Dr. Crazy over at Reassigned Time 2.0 has a fine post up about life after tenure. It's really smart (as usual) and also gives a strong sense of some of the things people should know and look forward to (with longing or dread).
I think her points about feeling pressure to contribute to the community (rather than trying to establish oneself) and about feeling pulled by different demands so that she has less time/energy to work with and teach her own ideas/research are especially useful.
Recently, too, Dr. Virago over at Quod She 2.0 had a post about the difficulties of feeling like she was in a "mid-career rut."
Both of these posts really resonated with me.
I'd add to Dr. Crazy's post about being pulled by different demands that one of the biggest demands I feel is the work on department and university personnel committees and such. Those tasks seem to take up a huge amount of time, and while they can feel rewarding, they can also feel unrewarded, if that makes sense.
Now, back to our regularly scheduled grading.

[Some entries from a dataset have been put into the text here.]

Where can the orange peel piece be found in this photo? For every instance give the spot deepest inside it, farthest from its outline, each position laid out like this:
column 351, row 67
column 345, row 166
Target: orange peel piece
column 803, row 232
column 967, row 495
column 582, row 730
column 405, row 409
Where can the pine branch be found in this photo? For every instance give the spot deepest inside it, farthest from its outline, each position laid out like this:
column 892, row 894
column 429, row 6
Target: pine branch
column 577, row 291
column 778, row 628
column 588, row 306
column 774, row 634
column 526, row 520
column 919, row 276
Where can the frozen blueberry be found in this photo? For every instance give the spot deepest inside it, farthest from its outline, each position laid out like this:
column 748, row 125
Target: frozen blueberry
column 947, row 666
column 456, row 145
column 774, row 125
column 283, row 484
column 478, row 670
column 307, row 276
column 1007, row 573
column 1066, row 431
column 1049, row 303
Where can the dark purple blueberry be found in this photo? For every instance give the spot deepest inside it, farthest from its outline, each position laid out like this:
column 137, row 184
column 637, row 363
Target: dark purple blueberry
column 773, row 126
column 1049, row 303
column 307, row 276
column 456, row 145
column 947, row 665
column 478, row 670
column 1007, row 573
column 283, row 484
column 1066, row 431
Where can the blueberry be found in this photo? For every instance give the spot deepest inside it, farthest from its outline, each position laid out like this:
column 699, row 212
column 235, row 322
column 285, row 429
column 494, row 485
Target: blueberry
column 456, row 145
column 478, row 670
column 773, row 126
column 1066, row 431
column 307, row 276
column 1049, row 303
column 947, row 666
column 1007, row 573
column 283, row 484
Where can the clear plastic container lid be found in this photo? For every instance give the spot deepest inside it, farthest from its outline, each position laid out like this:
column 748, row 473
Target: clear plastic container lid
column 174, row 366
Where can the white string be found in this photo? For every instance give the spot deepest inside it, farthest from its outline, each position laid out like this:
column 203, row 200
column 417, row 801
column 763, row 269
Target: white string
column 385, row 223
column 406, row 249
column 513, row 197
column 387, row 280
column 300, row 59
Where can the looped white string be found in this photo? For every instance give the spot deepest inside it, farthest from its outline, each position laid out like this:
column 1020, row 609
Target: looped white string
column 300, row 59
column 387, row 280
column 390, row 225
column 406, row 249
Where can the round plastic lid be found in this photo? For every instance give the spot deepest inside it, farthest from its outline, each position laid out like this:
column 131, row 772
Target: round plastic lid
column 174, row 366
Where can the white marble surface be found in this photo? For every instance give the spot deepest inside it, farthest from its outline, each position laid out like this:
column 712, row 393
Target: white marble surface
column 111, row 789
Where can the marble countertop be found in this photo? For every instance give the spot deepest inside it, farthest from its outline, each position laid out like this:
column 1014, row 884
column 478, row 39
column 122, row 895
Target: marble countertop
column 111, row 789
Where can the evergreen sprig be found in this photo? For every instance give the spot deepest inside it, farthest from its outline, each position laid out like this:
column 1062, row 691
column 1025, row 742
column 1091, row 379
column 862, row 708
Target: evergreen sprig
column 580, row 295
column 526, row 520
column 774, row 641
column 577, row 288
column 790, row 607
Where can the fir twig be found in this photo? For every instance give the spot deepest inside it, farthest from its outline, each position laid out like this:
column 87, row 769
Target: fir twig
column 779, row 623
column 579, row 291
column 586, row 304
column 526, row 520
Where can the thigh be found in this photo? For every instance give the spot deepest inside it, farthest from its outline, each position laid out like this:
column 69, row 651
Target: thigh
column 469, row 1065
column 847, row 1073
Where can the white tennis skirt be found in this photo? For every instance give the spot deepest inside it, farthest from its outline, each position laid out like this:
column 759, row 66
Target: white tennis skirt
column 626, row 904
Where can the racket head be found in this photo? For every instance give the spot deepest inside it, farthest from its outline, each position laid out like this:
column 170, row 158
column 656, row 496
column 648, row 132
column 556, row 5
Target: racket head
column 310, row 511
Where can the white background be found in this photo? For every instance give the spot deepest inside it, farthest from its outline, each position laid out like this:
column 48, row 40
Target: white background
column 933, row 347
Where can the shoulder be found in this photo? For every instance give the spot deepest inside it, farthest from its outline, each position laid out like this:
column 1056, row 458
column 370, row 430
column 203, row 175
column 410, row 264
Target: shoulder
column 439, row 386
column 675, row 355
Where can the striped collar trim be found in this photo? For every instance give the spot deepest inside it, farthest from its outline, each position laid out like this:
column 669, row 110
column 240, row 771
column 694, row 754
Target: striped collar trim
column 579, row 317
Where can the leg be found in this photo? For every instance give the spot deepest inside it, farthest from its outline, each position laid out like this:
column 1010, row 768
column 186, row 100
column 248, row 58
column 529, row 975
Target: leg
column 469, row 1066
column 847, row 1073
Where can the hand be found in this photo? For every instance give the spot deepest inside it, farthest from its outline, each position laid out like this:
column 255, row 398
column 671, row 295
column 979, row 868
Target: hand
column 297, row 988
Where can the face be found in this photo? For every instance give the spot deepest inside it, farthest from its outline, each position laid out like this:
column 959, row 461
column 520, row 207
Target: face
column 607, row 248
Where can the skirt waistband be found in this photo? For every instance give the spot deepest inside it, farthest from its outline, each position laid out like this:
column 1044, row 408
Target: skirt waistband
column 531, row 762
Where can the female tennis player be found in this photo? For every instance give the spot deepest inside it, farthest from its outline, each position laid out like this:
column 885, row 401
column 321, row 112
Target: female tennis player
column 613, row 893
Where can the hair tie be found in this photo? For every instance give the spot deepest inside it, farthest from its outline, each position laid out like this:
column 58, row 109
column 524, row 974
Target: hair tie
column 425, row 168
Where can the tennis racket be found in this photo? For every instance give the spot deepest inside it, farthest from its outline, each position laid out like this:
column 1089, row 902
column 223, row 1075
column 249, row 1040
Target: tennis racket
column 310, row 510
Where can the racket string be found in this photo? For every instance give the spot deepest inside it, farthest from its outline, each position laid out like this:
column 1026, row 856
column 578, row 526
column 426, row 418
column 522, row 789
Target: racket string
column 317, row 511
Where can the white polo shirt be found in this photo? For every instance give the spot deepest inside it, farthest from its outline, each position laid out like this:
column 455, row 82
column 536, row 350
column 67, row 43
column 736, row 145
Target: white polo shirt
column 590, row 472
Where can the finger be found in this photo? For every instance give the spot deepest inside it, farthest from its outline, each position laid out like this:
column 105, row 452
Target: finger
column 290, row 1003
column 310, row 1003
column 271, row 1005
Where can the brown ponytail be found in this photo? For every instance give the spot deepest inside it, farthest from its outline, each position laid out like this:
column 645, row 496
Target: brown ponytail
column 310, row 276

Yes, yes, especially to the demands related to committees. There have been some interesting conversations in my department lately, comparing one group of people who work particularly hard on being good teachers and committing themselves to important service work, to another who are relatively isolated from the rest of the university, mediocre at best in the classroom, but chug along and publish a lot, and are therefore quicker to reach raises and promotions. The conversations always begin "gee it's too bad that the people who do the real work don't get rewarded for it," and the response is always "but it's not like we didn't know the rules," which clearly articulate a preference for publication. [and I say "we" because fortunately or unfortunately, I'm in the first camp of the relatively-unrewarded.] It's frustrating to be torn between things I care about and know to be important to the university, and the knowledge that I will be rewarded more if I ignore those things.